Le peuple, lui, reste exclu du pouvoir. Il est constitué d’une masse hétérogène d’apprentis espérant devenir compagnons et de travailleurs salariés. Ces derniers sont souvent menacés par le chômage.

Les prostituées

Les prostituées font aussi partie de ce paysage urbain, elles sont tolérées, voire intégrées à la ville. Mais Saint Louis, voulant imposer l’ordre moral à son royaume, édicte plusieurs ordonnances contre la prostitution, mais en vain, car elles ne seront pas reprises par ses successeurs.

Les prostituées
Les prostituées |

© Bibliothèque nationale de France

Les reclus

Enfin, la société urbaine secrète différentes sortes d’exclus. Dans des reclusoirs, minuscules cellules accolées aux églises, aux cimetières ou aux fortifications de la ville, vivent des reclus (le plus souvent des femmes) qui se sont volontairement cloîtrés pour toujours. Ces personnages, souvent mystiques, deviennent des conseillers spirituels dont la conversation par la petite fenêtre est recherchée et dont les visions et révélations sont parfois couchées par écrit grâce à la diligence de leur confesseur (comme Ermine de Reims). La ville prend en charge l’entretien de ces religieux particuliers, que l’Église tente de soumettre à l’autorisation épiscopale et à une règle, comme celle qu’Aelred de Rielvaux († 1167) a écrite pour sa sœur.

Les communautés juives

Par ailleurs, les juifs forment une communauté plus ou moins importante avec son quartier (souvent appelé la Juiverie), ses rues et son cimetière. À partir du 12e siècle, leur situation se dégrade. De cette période datent les premières accusations de meurtres rituels d’enfants chrétiens. Les communautés juives sont victimes de pogroms à l’occasion de chaque croisade et de la Grande Peste de 1348. Plus souvent, les juifs sont en butte à des confiscations, des législations discriminatoires : cohabitation et repas communs avec les chrétiens sont interdits à partir du IVe concile de Latran (1215).

Ils sont même obligés de porter un signe distinctif (la rouelle) à partir de ce même concile, et particulièrement sous le règne de Saint Louis, qui n’hésite pas, comme plusieurs rois capétiens, à les expulser du royaume, quitte à leur faire payer cher ensuite leur retour et leur protection (méthode reprise par Philippe le Bel en 1306). Saint Louis fait également brûler publiquement le Talmud à Paris.

Les lépreux

Lépreux assis sur le pavé de la rue
Lépreux assis sur le pavé de la rue |

© Bibliothèque nationale de France

Enfin, les lépreux, nombreux durant tout le Moyen Âge (2 à 3 % d’endémicité), se tiennent à l’écart des villes dans des léproseries (appelées maladreries). Dès que la maladie se déclare, un véritable rituel sépare les lépreux de la société.
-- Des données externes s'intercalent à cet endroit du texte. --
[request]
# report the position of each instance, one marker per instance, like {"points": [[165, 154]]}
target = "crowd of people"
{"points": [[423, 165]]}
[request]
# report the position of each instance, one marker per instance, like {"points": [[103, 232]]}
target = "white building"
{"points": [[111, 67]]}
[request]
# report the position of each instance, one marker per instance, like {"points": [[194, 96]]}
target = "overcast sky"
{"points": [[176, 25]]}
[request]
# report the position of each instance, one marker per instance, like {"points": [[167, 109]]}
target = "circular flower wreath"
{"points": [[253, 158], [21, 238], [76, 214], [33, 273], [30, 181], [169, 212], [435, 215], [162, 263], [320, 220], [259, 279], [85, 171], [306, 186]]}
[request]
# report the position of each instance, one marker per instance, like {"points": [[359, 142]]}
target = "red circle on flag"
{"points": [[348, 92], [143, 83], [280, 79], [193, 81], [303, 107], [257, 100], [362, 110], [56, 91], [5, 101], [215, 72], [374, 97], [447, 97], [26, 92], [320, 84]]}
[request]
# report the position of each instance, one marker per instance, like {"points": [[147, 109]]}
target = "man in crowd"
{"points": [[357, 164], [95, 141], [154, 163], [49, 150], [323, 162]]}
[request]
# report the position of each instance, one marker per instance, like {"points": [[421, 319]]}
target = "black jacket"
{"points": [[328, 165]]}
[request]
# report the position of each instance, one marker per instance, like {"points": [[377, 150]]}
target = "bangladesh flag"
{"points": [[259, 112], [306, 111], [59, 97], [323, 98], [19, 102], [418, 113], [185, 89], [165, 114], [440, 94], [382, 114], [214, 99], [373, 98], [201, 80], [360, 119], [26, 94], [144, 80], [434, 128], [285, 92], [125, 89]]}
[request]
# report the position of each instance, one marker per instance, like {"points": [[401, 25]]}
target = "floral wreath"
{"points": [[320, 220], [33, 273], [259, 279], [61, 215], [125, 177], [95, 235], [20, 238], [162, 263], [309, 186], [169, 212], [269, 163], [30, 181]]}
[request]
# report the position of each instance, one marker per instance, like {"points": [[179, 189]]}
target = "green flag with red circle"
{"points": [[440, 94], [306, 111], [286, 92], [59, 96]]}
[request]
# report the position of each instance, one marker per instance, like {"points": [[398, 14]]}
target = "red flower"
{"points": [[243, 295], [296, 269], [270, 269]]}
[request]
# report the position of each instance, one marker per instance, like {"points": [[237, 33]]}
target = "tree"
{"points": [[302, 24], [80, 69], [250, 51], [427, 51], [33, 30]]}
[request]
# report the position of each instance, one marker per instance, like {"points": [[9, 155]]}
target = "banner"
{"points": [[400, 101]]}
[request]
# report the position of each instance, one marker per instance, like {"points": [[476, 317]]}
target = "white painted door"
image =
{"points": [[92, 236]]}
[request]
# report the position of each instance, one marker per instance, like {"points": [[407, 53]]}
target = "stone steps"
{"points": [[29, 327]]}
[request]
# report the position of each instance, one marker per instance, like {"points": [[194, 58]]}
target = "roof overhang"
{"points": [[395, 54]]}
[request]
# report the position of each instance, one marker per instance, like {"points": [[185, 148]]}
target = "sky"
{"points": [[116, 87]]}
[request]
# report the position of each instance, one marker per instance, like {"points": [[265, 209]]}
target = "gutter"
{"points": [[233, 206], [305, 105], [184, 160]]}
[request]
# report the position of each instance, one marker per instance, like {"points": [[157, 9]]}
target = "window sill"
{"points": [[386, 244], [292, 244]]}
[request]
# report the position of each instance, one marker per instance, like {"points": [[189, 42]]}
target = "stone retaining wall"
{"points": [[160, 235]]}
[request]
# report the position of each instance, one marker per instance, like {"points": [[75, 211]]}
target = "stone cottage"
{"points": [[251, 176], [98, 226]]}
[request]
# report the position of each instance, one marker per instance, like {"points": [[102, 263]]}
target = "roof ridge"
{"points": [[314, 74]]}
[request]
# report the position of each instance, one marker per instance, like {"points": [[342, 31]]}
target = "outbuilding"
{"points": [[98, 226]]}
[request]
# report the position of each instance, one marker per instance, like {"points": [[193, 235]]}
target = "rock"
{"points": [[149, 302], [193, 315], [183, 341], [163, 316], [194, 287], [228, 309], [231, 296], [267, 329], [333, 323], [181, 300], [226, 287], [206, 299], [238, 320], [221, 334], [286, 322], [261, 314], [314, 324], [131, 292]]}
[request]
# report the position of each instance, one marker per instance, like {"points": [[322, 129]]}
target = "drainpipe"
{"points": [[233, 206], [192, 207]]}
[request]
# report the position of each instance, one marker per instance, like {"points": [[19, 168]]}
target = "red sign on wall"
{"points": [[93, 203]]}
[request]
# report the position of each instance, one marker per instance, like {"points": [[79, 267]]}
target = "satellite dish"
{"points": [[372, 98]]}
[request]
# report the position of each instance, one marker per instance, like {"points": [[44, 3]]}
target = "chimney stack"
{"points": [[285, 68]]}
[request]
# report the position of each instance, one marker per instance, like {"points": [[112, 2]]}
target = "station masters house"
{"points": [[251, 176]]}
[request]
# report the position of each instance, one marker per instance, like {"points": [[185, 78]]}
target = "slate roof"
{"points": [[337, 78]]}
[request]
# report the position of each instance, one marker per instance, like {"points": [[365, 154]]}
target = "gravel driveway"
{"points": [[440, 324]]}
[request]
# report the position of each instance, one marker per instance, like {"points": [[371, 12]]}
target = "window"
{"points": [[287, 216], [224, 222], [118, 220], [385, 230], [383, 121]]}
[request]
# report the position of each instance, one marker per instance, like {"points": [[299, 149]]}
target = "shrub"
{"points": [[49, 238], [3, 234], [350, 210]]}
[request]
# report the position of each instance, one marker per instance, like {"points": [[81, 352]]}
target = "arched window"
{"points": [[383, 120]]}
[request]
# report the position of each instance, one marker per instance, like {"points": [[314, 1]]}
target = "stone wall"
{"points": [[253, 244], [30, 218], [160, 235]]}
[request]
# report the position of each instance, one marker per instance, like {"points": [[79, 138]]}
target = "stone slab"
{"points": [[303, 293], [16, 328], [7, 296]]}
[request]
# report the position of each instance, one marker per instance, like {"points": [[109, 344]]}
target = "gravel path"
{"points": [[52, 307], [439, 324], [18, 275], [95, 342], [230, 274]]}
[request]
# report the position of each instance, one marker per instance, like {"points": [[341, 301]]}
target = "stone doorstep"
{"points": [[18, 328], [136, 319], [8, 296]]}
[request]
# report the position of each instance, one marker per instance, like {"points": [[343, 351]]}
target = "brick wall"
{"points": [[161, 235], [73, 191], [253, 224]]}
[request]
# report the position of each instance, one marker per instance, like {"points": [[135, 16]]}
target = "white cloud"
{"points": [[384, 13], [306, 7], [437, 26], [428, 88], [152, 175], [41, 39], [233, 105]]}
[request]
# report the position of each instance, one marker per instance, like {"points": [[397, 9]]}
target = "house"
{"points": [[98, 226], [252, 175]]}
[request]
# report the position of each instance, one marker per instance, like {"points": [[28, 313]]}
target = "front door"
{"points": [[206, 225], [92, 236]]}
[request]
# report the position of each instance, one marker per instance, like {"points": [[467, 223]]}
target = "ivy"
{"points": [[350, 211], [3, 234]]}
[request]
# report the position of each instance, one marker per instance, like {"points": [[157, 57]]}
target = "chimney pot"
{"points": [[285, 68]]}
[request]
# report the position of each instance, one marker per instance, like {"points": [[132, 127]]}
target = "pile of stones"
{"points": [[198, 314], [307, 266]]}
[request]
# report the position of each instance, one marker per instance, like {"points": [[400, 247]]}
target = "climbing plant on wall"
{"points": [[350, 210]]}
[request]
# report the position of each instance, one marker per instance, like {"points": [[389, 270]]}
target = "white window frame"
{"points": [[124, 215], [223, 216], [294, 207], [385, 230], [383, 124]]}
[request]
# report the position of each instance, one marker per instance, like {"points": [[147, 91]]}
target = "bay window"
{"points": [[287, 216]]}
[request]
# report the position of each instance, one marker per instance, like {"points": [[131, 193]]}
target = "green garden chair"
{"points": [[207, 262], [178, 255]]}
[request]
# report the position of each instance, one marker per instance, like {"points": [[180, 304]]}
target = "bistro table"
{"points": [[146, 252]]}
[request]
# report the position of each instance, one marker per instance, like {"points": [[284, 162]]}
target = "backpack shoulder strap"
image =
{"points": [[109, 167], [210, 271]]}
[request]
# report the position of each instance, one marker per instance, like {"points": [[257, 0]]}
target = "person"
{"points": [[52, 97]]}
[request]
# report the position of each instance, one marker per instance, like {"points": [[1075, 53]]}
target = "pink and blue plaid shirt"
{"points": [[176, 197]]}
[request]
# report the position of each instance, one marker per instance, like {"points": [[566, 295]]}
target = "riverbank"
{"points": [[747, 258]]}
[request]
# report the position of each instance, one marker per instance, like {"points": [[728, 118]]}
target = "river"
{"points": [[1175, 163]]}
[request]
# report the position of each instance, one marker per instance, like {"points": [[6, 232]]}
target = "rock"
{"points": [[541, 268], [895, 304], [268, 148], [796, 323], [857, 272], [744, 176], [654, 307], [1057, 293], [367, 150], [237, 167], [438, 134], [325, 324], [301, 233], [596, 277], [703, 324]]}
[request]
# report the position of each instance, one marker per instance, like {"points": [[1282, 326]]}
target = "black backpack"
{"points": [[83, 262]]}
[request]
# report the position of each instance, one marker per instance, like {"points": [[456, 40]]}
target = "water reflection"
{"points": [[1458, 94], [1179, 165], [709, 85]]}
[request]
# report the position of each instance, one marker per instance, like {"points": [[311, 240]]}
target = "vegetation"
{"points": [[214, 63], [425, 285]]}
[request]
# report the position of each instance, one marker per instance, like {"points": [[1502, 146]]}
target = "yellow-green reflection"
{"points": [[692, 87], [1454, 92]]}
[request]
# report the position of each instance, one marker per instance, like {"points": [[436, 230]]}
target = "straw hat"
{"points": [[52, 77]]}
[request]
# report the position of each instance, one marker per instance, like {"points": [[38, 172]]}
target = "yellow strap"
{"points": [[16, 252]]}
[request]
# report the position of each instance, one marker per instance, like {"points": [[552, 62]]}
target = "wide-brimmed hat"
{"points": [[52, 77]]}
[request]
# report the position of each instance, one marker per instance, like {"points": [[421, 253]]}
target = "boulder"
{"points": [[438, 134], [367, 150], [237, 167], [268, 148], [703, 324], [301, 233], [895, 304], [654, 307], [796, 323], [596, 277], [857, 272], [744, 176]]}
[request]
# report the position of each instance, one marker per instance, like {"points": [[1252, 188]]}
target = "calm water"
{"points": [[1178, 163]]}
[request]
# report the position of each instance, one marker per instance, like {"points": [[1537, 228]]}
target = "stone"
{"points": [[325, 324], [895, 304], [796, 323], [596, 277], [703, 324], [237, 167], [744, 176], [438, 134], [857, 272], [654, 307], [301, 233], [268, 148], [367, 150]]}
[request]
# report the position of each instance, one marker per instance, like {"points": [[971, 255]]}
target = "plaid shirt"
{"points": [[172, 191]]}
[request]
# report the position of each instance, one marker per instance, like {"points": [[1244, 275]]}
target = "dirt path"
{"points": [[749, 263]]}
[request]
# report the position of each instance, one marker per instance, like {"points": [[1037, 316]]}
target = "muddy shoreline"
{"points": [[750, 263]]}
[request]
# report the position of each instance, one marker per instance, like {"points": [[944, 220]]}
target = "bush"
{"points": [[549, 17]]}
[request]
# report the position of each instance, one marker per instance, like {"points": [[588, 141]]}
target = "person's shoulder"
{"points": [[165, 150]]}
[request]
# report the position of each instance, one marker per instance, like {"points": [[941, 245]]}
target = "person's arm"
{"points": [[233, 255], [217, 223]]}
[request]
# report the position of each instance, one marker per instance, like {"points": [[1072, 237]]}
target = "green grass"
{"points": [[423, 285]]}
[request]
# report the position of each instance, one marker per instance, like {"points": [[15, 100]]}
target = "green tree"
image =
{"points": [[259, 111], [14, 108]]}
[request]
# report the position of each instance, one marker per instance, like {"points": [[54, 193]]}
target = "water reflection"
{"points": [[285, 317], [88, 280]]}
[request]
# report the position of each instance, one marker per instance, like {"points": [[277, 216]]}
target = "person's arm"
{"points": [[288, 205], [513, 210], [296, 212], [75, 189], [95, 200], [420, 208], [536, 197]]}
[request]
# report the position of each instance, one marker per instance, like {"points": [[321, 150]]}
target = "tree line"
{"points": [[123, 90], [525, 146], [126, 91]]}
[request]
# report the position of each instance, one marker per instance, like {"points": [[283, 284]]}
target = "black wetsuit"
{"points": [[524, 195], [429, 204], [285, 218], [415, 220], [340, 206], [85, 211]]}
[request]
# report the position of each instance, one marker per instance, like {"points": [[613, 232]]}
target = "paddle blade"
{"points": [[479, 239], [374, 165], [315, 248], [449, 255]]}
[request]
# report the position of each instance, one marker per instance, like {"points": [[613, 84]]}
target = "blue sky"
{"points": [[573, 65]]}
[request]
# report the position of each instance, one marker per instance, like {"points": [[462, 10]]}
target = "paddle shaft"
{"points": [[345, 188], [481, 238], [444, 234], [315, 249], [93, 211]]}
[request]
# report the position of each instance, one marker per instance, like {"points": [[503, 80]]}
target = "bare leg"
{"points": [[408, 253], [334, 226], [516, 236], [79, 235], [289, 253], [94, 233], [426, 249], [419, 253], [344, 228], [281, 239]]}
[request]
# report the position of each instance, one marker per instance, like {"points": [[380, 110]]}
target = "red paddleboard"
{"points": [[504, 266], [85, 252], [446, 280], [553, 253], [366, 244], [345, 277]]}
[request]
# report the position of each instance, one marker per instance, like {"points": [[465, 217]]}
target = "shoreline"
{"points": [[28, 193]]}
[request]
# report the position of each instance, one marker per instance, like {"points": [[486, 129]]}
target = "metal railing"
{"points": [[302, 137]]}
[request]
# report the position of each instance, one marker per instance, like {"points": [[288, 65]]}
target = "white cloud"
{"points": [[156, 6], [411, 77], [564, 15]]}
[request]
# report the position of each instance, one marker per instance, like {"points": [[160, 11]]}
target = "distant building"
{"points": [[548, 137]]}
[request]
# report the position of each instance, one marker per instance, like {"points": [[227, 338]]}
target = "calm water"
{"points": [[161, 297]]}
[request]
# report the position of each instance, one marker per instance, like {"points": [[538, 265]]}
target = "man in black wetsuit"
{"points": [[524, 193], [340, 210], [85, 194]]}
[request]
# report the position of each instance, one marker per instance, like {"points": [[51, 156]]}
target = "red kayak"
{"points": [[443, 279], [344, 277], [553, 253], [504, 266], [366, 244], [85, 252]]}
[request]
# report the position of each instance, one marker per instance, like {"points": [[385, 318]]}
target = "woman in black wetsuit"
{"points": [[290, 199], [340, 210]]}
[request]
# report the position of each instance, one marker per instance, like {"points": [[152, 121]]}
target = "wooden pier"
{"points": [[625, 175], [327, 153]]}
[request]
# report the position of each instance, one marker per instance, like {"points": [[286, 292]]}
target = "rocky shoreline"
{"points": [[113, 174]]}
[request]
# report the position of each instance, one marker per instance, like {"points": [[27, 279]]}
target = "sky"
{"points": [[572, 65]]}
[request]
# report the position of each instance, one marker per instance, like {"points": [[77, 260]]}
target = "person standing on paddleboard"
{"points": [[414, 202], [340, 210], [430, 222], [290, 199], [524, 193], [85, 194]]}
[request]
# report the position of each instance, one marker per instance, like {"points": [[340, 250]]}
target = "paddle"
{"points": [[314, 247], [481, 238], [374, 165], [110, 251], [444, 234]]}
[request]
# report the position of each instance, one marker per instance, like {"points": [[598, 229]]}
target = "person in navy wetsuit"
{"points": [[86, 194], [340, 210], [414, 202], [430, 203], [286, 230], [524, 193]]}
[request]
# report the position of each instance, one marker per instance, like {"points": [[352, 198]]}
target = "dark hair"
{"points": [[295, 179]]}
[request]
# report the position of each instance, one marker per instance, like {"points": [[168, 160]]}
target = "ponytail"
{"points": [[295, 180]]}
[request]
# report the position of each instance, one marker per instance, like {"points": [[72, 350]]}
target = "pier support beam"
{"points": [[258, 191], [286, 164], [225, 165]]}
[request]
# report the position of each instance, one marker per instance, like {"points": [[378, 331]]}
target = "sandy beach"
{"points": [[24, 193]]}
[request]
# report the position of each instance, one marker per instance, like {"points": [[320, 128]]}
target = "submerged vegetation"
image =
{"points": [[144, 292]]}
Lors de leurs déplacements, les malades doivent se faire connaître en agitant une crécelle. Les lépreux sont massacrés en 1321, accusés d’empoisonner l’eau des puits. Bien qu’ils inspirent la peur et la répulsion (à cause de leur faciès léonin et de l’assimilation de la lèpre au péché), Humbert de Romans, maître général des dominicains († 1277), n’hésite pas à conseiller à des frères d’aller prêcher aussi aux lépreux. Saint Louis lave les pieds des lépreux, acte saint héroïque imité de saint François d’Assise.

Cette peur et cette répulsion s’expriment parfois violemment à l’égard des infirmes, des errants, des mendiants, « gens sans foi ni loi », dont la ville se méfie.